A time-traveling tale that blends science, history and fantasy into a character study that questions the very nature of individual thought and our perception of time.
Mason’s tale picks up with Cecile, the time-traveling heroine from his first novel (The Botherhopping, 2010), stranded in Paris in 1911 and working among a comically philosophical kitchen staff. She is soon reunited with old friends including Edward, Oscar Wilde’s former butler, and Fred, an aboriginal from a bygone era struggling with his sexuality and identity. Together, they reconnect with the time-hopping Society, and meet with historical figures such as Marie Curie and Sir Isaac Newton, eventually uncovering a plot to assassinate Charles Darwin. Along the way Cecile questions the nature of time and how it is experienced—is it truly linear, or do we just perceive it that way? The drawback to these digressions is that a clear plot doesn’t take shape until late in the novel, and the work’s true strength is its supporting cast—Edward’s self-doubt, Fred’s inner turmoil and the eccentricities of Darwin, Curie, Newton and the garrulous kitchen staff are endearing.

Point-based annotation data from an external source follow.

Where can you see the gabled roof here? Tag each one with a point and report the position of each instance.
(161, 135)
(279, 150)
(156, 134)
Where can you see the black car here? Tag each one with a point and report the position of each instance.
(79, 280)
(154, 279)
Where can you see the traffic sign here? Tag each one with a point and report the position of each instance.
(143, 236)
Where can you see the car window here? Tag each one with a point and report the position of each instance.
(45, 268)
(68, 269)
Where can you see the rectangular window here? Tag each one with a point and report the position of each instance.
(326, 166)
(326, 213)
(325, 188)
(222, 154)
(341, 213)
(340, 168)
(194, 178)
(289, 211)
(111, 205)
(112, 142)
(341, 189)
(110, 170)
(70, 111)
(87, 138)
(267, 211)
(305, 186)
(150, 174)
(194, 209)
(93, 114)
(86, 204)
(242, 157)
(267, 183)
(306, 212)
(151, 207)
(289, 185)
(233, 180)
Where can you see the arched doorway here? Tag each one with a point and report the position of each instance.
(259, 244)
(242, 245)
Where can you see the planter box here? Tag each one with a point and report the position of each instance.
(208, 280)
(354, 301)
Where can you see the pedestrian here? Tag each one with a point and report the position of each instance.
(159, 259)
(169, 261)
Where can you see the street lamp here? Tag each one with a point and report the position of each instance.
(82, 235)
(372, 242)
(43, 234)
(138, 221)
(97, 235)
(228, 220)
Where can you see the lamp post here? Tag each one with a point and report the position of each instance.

Other “familiar” faces turn up as well, but those unacquainted with Mason’s first book will find themselves lost as to who these characters are, with one such instance—the introduction of Cecile’s “handler,” the enigmatic Henry—offering a fitting metaphor for the novel itself: “The trick when talking to Henry was to hang in there and grab at clues.” The reader learns little of the characters’ back stories, and less about the mechanics (and reasons) of their travels through time, which will be a sticking point for many fans of the genre. The language Mason employs throughout has a lyrical quality, reading less like prose and more like long-form poetry, setting a seemingly contradictory but nonetheless effective tone mixing seriousness and whimsy.
Beautiful language and well-drawn characters get bogged down by a convoluted narrative.